Berbicara tentang pertambakan di Tugu, kondisinya hingga artikel ini ditulis, memang sungguh sangat-sangat mengkhawatirkan. Dalam kurun waktu sepuluh tahun terakhir ini, abrasi telah menelan hingga 40% pesisir pantainya hingga menenggelamkan ratusan hektar tambak. Tak hanya itu, akibat dari bencana ini, maka masyarakat di sana, juga telah kehilangan pekerjaannya sebagai petambak. Padahal, di masa lalu, menjadi petambak adalah suatu hal yang “prestise” karena sangat menguntungkan dan bisa menghasilkan banyak uang. Banyak perusahaan swasta yang (juga) menginvestasikan uangnya untuk usaha di bidang ini, sehingga banyak sekali orang kaya di kala itu.
Namun sayang, di tahun 2009 ini, keadaan menjadi berbalik seratus delapan puluh derajat! Pembukaan tambak ini, ternyata telah menjadi faktor paling besar penyebab kerusakan di wilayah pesisir Tugu. Tanah pesisir menjadi terabrasi, rusak dan tidak produktif lagi sehingga tambak-tambak kini telah ditinggalkan oleh masyarakatnya.

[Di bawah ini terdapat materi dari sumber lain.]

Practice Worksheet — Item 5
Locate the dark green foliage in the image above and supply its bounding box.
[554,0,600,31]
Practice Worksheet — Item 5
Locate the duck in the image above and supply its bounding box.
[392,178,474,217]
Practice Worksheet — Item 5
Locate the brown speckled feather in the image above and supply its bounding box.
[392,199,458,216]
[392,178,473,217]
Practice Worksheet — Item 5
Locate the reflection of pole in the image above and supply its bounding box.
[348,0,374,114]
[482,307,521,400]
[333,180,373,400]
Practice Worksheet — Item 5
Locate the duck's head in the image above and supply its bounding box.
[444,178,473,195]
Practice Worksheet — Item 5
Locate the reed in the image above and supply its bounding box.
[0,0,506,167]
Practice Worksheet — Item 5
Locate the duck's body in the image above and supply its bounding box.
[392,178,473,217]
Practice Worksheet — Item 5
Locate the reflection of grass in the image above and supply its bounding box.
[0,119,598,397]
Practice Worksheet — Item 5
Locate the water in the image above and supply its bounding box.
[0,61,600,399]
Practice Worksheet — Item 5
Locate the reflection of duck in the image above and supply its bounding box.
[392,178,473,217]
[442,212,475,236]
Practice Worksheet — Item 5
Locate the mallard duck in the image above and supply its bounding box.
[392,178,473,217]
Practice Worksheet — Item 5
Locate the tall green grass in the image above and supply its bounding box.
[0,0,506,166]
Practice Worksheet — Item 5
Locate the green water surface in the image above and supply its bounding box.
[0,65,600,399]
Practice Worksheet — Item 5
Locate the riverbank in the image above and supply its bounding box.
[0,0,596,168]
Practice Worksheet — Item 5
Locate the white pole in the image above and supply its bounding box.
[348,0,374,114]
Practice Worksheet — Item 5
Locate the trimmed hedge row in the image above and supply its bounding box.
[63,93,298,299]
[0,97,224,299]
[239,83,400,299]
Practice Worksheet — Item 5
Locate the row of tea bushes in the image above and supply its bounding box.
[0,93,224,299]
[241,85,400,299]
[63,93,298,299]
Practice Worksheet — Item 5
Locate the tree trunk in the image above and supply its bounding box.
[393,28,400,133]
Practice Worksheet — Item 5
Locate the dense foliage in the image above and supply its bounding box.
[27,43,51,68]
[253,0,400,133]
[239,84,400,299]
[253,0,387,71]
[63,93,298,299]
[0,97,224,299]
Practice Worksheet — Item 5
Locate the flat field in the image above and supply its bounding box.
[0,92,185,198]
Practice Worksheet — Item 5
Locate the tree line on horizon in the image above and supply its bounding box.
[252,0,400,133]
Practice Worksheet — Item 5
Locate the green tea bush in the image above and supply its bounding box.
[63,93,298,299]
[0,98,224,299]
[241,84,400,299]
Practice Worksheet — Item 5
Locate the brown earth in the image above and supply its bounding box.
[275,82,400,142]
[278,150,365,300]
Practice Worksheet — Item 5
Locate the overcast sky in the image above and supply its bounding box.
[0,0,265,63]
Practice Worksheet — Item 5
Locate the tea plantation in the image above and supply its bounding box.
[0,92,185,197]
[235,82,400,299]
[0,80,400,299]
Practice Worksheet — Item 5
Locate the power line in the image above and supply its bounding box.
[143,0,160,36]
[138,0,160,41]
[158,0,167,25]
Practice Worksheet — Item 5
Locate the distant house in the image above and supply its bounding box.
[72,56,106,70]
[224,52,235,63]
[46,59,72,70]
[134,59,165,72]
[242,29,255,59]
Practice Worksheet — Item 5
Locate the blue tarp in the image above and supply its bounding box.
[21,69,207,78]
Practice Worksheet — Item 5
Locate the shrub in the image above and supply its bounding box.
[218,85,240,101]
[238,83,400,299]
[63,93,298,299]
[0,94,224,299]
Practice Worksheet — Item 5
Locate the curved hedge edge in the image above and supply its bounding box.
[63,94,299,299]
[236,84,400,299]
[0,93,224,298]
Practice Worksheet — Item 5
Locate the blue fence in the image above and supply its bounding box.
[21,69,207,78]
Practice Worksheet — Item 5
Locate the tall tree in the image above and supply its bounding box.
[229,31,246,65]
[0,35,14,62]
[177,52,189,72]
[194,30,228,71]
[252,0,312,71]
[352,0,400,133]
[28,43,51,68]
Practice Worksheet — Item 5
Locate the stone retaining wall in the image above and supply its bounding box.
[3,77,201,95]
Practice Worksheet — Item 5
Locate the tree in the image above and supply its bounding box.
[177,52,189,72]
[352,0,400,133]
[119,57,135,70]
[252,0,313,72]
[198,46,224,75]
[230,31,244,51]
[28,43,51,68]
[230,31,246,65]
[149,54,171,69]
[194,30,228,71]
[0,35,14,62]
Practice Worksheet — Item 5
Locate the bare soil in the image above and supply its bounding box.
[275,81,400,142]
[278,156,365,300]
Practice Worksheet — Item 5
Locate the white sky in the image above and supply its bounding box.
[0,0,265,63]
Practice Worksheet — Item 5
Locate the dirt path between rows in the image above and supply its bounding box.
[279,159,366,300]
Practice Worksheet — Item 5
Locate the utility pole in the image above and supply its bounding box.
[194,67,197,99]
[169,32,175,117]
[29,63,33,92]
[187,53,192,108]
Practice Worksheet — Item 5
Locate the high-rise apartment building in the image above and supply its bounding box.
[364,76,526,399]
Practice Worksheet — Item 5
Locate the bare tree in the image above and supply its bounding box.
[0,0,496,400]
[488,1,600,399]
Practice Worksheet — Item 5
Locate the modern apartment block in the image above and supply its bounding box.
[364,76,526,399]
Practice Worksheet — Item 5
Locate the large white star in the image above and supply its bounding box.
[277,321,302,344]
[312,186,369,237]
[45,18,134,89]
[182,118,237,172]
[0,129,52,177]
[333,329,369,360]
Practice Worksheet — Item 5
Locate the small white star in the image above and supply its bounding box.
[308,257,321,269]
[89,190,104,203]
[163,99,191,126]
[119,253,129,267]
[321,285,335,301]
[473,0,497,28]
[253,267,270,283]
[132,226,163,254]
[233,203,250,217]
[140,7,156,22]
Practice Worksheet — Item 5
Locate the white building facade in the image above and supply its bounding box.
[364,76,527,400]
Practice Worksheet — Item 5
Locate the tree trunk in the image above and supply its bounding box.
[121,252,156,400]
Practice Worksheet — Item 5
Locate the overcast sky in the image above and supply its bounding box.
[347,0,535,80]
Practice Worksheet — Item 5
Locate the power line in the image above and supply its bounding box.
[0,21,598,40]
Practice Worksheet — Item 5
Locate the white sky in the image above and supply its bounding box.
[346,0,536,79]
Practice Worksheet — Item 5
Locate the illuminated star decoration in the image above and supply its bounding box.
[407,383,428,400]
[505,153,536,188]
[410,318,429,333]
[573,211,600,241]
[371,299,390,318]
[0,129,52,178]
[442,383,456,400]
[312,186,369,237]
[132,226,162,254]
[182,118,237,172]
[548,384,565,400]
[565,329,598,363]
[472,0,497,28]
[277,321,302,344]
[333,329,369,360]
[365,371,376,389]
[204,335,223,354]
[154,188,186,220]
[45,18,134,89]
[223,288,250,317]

Berdasarkan informasi yang kami dapatkan, kerusakan ekosistem mangrove di Tugu juga menyebabkan naiknya suhu, hilangnya beragam jenis mangrove akibat penebangan, dan banjir dan rob yang tiada henti. Sungguh mengenaskan!
Kini, beragam cara mulai dilakukan untuk mengembalikan kondisi mangrove seperti sedia kala. Program rehabilitasi mangrove, mulai banyak digulirkan di sana, untuk membantu menyelamatkan ekosistem mangrove berikut masyakatnya, dari serangan ganasnya gelombang laut, yang sewaktu-waktu siap “menelan” mereka.
Selanjutnya, rusaknya mangrove, ternyata juga sangat dirasakan oleh Bapak Saur. Hasil tangkapan ikan, udang dan kepiting di tambak beliau, sekarang ini juga sangat menurun apabila dibandingkan dengan beberapa tahun silam. Sebagai ilustrasi, kalau dulu, beliau bisa mendapatkan puluhan ton, kini hanya maksimal 5 ton saja, dalam satu kali panen. Hal ini, dikarenakan ikan, udang dan kepiting, sudah tidak memiliki tempat tinggalnya lagi untuk berpijah, bertelur, beranak pinak, mengasuh dan membesarkan anaknya. Mangrove telah hilang!
Kesimpulannya, beginilah jadinya apabila kita bertindak semena-mena terhadap mangrove. Silahkan Anda tebangi mangrove kita, maka otomatis ikan-ikan kita juga akan menghilang. “Mangrove Ditebang, Ikan Menghilang.” Apakah ini yang kita inginkan bersama? Salam MANGROVER!